Yes, provided you use up-to-date SGML software which knows about the WebSGML Adaptations TC to ISO 8879 (the features needed to support XML, such as the variant form for EMPTY elements; some aspects of the SGML Declaration such as NAMECASE GENERAL NO; multiple attribute token list declarations, etc).
An alternative is to use an SGML DTD to let you create a fully-normalised SGML file, but one which does not use empty elements; and then remove the DocType Declaration so it becomes a well-formed DTDless XML file. Most SGML tools now handle XML files well, and provide an option switch between the two standards.
Question 16 :
Can XML use non-Latin characters?
Yes, the XML Specification explicitly says XML uses ISO 10646, the international standard character repertoire which covers most known languages. Unicode is an identical repertoire, and the two standards track each other. The spec says (2.2): 'All XML processors must accept the UTF-8 and UTF-16 encodings of ISO 10646…'. There is a Unicode FAQ at http://www.unicode.org/faq/FAQ.
UTF-8 is an encoding of Unicode into 8-bit characters: the first 128 are the same as ASCII, and higher-order characters are used to encode anything else from Unicode into sequences of between 2 and 6 bytes. UTF-8 in its single-octet form is therefore the same as ISO 646 IRV (ASCII), so you can continue to use ASCII for English or other languages using the Latin alphabet without diacritics. Note that UTF-8 is incompatible with ISO 8859-1 (ISO Latin-1) after code point 127 decimal (the end of ASCII).
UTF-16 is an encoding of Unicode into 16-bit characters, which lets it represent 16 planes. UTF-16 is incompatible with ASCII because it uses two 8-bit bytes per character (four bytes above U+FFFF).
Question 17 :
Does XML let me make up my own tags?
No, it lets you make up names for your own element types. If you think tags and elements are the same thing you are already in considerable trouble: read the rest of this question carefully.
Question 18 :
How do I create my own document type?
Document types usually need a formal description, either a DTD or a Schema. Whilst it is possible to process well-formed XML documents without any such description, trying to create them without one is asking for trouble. A DTD or Schema is used with an XML editor or API interface to guide and control the construction of the document, making sure the right elements go in the right places.
Creating your own document type therefore begins with an analysis of the class of documents you want to describe: reports, invoices, letters, configuration files, credit-card verification requests, or whatever. Once you have the structure correct, you write code to express this formally, using DTD or Schema syntax.
Question 19 :
Can a root element type be explicitly declared in the DTD?
No. This is done in the document's Document Type Declaration, not in the DTD.
Question 20 :
How do I get XML into or out of a database?
Ask your database manufacturer: they all provide XML import and export modules to connect XML applications with databases.
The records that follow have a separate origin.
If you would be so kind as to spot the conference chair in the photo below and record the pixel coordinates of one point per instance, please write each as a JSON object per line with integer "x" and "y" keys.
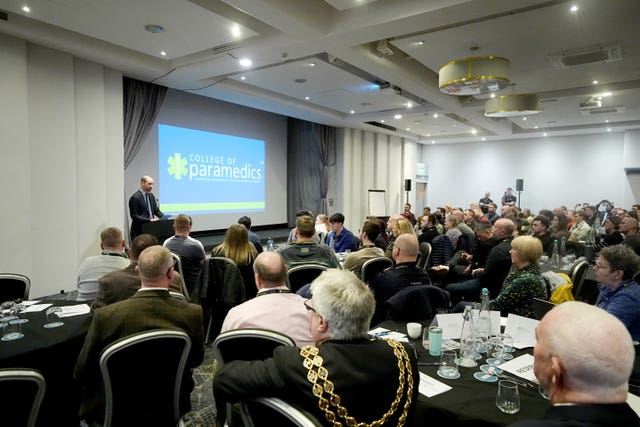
{"x": 177, "y": 266}
{"x": 373, "y": 266}
{"x": 271, "y": 411}
{"x": 303, "y": 274}
{"x": 245, "y": 344}
{"x": 22, "y": 391}
{"x": 425, "y": 252}
{"x": 14, "y": 286}
{"x": 142, "y": 377}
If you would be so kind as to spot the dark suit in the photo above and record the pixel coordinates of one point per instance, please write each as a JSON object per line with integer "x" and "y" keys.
{"x": 614, "y": 415}
{"x": 140, "y": 212}
{"x": 119, "y": 285}
{"x": 145, "y": 311}
{"x": 364, "y": 373}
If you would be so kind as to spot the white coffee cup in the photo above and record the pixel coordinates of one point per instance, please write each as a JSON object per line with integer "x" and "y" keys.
{"x": 414, "y": 330}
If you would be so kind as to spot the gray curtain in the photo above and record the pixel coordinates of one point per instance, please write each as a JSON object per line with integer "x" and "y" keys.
{"x": 311, "y": 152}
{"x": 142, "y": 102}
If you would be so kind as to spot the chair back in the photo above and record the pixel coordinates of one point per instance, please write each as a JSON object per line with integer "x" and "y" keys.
{"x": 423, "y": 258}
{"x": 301, "y": 275}
{"x": 14, "y": 286}
{"x": 22, "y": 391}
{"x": 373, "y": 266}
{"x": 271, "y": 411}
{"x": 416, "y": 303}
{"x": 142, "y": 377}
{"x": 245, "y": 344}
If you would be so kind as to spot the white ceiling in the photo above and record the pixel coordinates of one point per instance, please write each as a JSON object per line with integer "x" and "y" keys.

In some trivial cases there will be a 1:1 match between field names in the database table and element type names in the XML Schema or DTD, but in most cases some programming will be required to establish the desired match. This can usually be stored as a procedure so that subsequent uses are simply commands or calls with the relevant parameters.
In less trivial, but still simple, cases, you could export by writing a report routine that formats the output as an XML document, and you could import by writing an XSLT transformation that formatted the XML data as a load file.
Question 21 :
Can I encode mathematics using XML ?
Yes, if the document type you use provides for math, and your users' browsers are capable of rendering it. The mathematics-using community has developed the MathML Recommendation at the W3C, which is a native XML application suitable for embedding in other DTDs and Schemas.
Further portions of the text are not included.